Sonntag, 26, Juli 1998
... Staat will das Netz kontrollieren
Bei der Aufklärung von Kindesmißbrauch im Internet ist in Deutschland nach Ansicht des Bundes Deutscher Kriminalbeamter viel zu wenig getan worden. Notwendig sei eine Zentralstelle zur Bearbeitung der Fälle. “Es gibt sehr viele Dienststellen, die sehr halbherzig im Internet surfen, um etwas feststellen zu können”, sagte der Vorsitzende Eike Bleibtreu am Samstag im Saarländischen Rundfunk.
Bundesjustizminister Edzard Schmidt-Jortzig (FDP) forderte die Bundesländer auf, im Kampf gegen Kinderpornographie verstärkt zusammenzuarbeiten. Die Länder sollten Bayerns Beispiel folgen und Internetspezialisten einsetzen, sagte der FDP-Politiker dem Kölner “Sonntag-Express”. “Eitelkeiten dürfen da keine Rolle spielen”, meinte Schmidt-Jortzig, der Forderungen nach schärferen Gesetzen gegen Kinderpornographie zurückwies und auf Versäumnisse bei Polizei und Justiz verwies. “Der Ruf nach schärferen Gesetzen ist natürlich billiger als die Anschaffung moderner Computer samt Internetzugang und Fortbildungskursen.”
Bilder nicht veröffentlichen
Der Kinderschutzverein “CareChild” protestierte gegen die Veröffentlichung reißerischer Kinderporno-Fotos im Fernsehen.

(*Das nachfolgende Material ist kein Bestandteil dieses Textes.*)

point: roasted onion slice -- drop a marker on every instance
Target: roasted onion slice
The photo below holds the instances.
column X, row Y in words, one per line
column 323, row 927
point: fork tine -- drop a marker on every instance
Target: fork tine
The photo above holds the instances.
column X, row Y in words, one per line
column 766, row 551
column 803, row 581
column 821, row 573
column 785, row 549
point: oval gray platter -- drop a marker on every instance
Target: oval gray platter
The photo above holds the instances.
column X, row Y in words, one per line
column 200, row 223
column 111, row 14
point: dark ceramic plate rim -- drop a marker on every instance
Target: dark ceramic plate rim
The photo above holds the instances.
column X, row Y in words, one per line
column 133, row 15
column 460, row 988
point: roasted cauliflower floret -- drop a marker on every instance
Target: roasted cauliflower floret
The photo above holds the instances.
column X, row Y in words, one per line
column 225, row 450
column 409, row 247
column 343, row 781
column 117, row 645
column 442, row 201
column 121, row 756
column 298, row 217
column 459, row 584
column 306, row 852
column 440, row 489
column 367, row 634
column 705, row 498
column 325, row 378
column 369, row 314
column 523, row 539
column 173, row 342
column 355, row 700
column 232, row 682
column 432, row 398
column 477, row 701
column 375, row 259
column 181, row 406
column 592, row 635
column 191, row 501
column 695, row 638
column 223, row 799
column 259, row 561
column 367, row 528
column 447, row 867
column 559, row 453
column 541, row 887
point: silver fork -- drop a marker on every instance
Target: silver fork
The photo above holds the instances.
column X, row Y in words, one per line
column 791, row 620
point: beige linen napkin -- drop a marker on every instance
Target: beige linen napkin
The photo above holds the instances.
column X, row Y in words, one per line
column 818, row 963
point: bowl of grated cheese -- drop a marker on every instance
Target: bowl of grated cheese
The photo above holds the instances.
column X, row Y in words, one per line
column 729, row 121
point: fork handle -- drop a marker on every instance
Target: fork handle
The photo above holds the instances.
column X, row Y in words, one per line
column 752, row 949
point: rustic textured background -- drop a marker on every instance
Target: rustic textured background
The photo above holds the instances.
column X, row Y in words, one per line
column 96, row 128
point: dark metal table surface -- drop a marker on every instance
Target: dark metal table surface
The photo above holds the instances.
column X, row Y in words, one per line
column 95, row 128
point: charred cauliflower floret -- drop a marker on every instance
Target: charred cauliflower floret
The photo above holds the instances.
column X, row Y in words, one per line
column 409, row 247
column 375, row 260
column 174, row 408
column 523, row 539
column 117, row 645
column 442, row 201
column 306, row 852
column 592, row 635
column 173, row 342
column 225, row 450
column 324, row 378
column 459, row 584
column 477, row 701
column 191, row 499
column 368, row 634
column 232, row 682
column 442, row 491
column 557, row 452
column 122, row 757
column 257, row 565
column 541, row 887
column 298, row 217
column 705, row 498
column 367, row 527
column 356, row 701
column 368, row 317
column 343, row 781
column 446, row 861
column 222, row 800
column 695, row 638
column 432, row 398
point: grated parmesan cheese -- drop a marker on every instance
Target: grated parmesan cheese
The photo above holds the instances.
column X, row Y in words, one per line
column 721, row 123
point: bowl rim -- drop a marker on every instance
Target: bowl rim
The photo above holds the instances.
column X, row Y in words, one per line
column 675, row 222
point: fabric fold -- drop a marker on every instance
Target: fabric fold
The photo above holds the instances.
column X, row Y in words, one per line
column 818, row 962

Im Zuge des niederländischen Kinderschänder-Skandals “befriedigen einige Sender zum Teil die niederen Instinkte einer primitiven Sensationsgier”, sagte der Sprecher von CareChild, Jochen Lengerke, in Münster in einem dpa-Gespräch.
CareChild forderte Fernsehsender dazu auf, keine Bilder von sexuellen Handlungen an Kindern zu veröffentlichen und höchstens zur Unterstützung von Fahndungen das Gesicht von Opfern und Tätern zu zeigen. Es dürfe auch nicht gezeigt werden, wie solche Fotos im Internet zu finden sind. Lengerke räumte ein, die Veröffentlichung von Bildern könne zur Aufklärung der Verbrechen beitragen. Jüngstes Beispiel sei die Festnahme eines mutmaßlichen Täters aus Rheinland- Pfalz, dessen Sohn auf einem im Fernsehen gezeigten Foto erkannt worden war.
Suchprogramme sollen automatisch fahnden
Bundesinnenminister Manfred Kanther (CDU) will Suchprogramme einsetzen, die das Internet nach verbotenen Inhalten durchforsten. Der Staatssekretär im Innenministerium, Kurt Schelter, (CDU) sagte zu “Focus”, bei Verdacht auf Straftaten wie Kinderpornographie werde damit die Möglichkeit zum “legalen Abhören” geschaffen. Die Bundesregierung will nach Informationen von “Focus” ferner die Internet-Zugangsanbieter (Provider) dazu verpflichten, bestimmte für die Strafverfolgung wichtige Daten zwischenzuspeichern und bei Bedarf den Behörden auszuhändigen.
Nicht zuviel Kontrolle
Der Deutsche Kinderschutzbund riet Eltern, auf die jüngsten Fälle von Gewaltverbrechen an Kindern nicht mit übertriebenen Schutzmaßnahmen zu reagieren. Wenn Eltern dazu übergingen, Kinder bei all ihren Aktivitäten zu beaufsichtigen, sei dies eine “fatale Sache”. Die Entwicklung der Kinder werde “massiv” eingeengt, sagte die Geschäftsführerin des rheinland-pfälzische Landesverbands, Beata Hoffmann.